= Chris Parr =

British theatre director and television executive (1943–2023)

Chris Parr (25 September 1943 – 24 November 2023) was a British theatre director and television drama producer and executive.

==Life and career==
Chris Parr grew up in Littlehampton, Sussex. He was educated at Chichester High School for Boys, where his contemporaries included Howard Brenton, David Wood and the late David Horlock, and Queen's College, Oxford, to which he won an Open Scholarship to read Classics. However, he left Oxford without a degree but with the intention of making a career in the theatre.
From 1969 to 1972, Parr was the first Fellow in Theatre at the University of Bradford. During this period he worked closely with Bradford University Drama Group, directing or producing new plays by writers, notably Howard Brenton, David Edgar and Richard Crane, who were already getting, or were about to get, attention on a national level. From 1975 to 1981 he was Artistic Director of the Traverse Theatre, where he ran the Royal Court Theatre's Sunday Night Programme and developed and regularly directed plays by new and emerging Scottish playwrights. Writers such as John Byrne and Tom McGrath emerged in this time.

In 1994, he was appointed head of drama at BBC Birmingham, and in the same year he produced the serial Takin' Over the Asylum, which won a BAFTA award. In 1995 he moved to the BBC's central drama department in London to become Head of Drama Series. By 2002, he had moved to Thames Television as head of drama.

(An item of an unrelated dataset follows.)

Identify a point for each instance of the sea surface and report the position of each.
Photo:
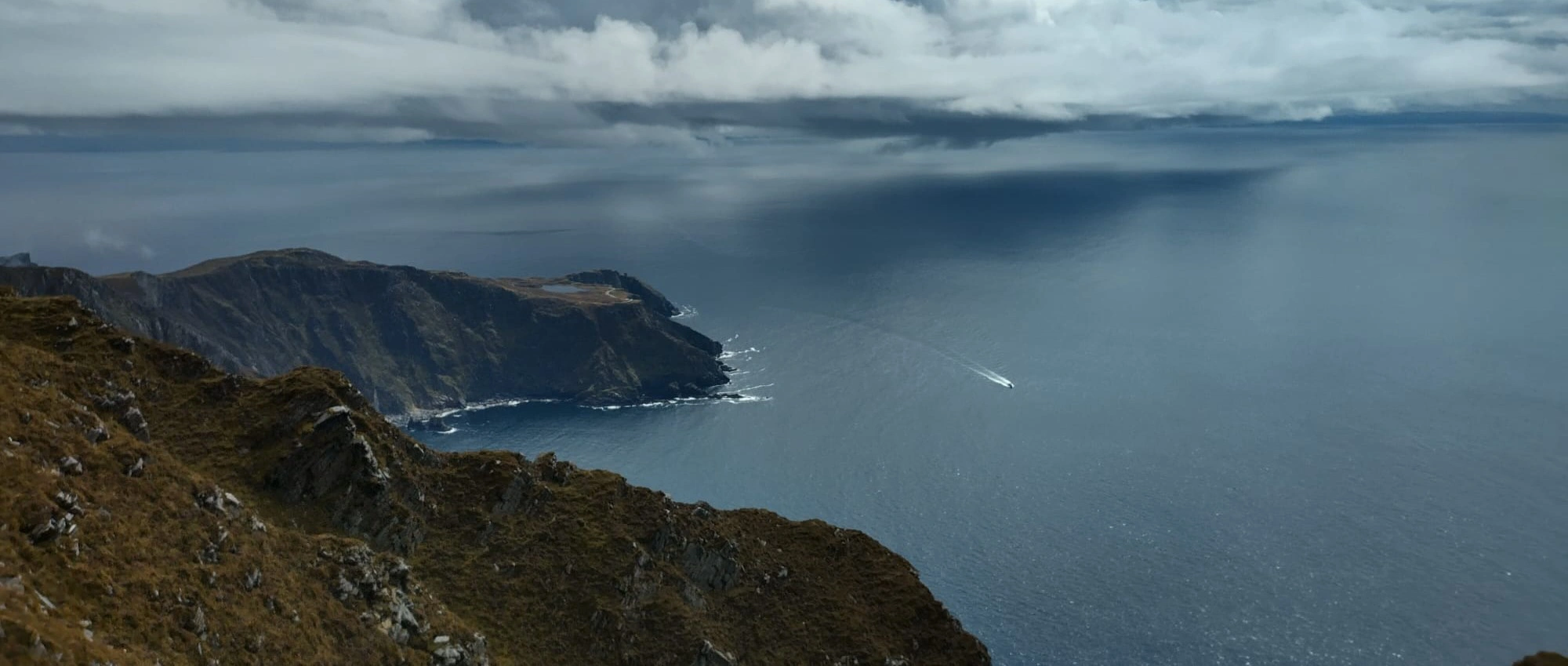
(1280, 395)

Parr died from pneumonia on 24 November 2023, at the age of 80. At the time of his death he was also suffering from Parkinson's disease.

==Credits==
===as Director===
- Revenge by Howard Brenton (Royal Court Theatre Upstairs, 1969)
- Gum and Goo by Howard Brenton, Bradford University Theatre Group, 1969–70
- Heads by Howard Brenton, University of Bradford Drama Group, 1969
- The Education of Skinny Spew by Howard Brenton, University of Bradford Drama Group, 1969
- Triple Bill: Laughs etc, History of a Poor Old Man and The Old Jew (Soho Theatre, 1970)
- Two Kinds of Angels (Bradford, 1970)
- Inquisition (Soho Theatre, 1971)
- A Fart for Europe (Theatre Upstairs, 1973)
- True-Life (Soho Theatre, 1973)
- New Reekie (Traverse Theatre, 1977)
- A&R (Traverse Theatre, 1977)
- Rents (Traverse Theatre, 1979)
- The Case of David Anderson QC (Traverse Theatre, 1980)
- The Long March (BBC Television, 1983)
- The Rainbow (BBC Television)
- Heartlanders (Birmingham Community Theatre, 1989)
- Kings of the Road (Edinburgh Festival, Ambassadors Dublin, Winchester Theatre Royal, Greenwich Theatre, 2003)
- The Musical (Edinburgh Festival, 2004)

===as Producer===
- Children of the North (BBC Northern Ireland, 1991)
- You, Me & Marley (BBC, 1992)
- Martin Chuzzlewit (BBC, 1994)
- Takin' Over the Asylum (BBC Scotland, 1994)
- Beech Is Back (ITV, 2001)
- Falling (ITV, 2005)

===as Executive Producer===
- Preston Front II (BBC, 1995)
- Wing and a Prayer (Channel 5, 1999)
- The Bill (ITV, 2002)
- Promoted to Glory (ITV, 2003)

===as Commissioning Editor===
- Dangerfield (BBC)
- Preston Front (BBC)
- Backup (BBC)
- Dalziel and Pascoe (BBC)
- Cruel Train (BBC)

==Sources==
- 'New Challenge at BBC' Bradford University News and Views, November 1995. Retrieved 3 December 2005.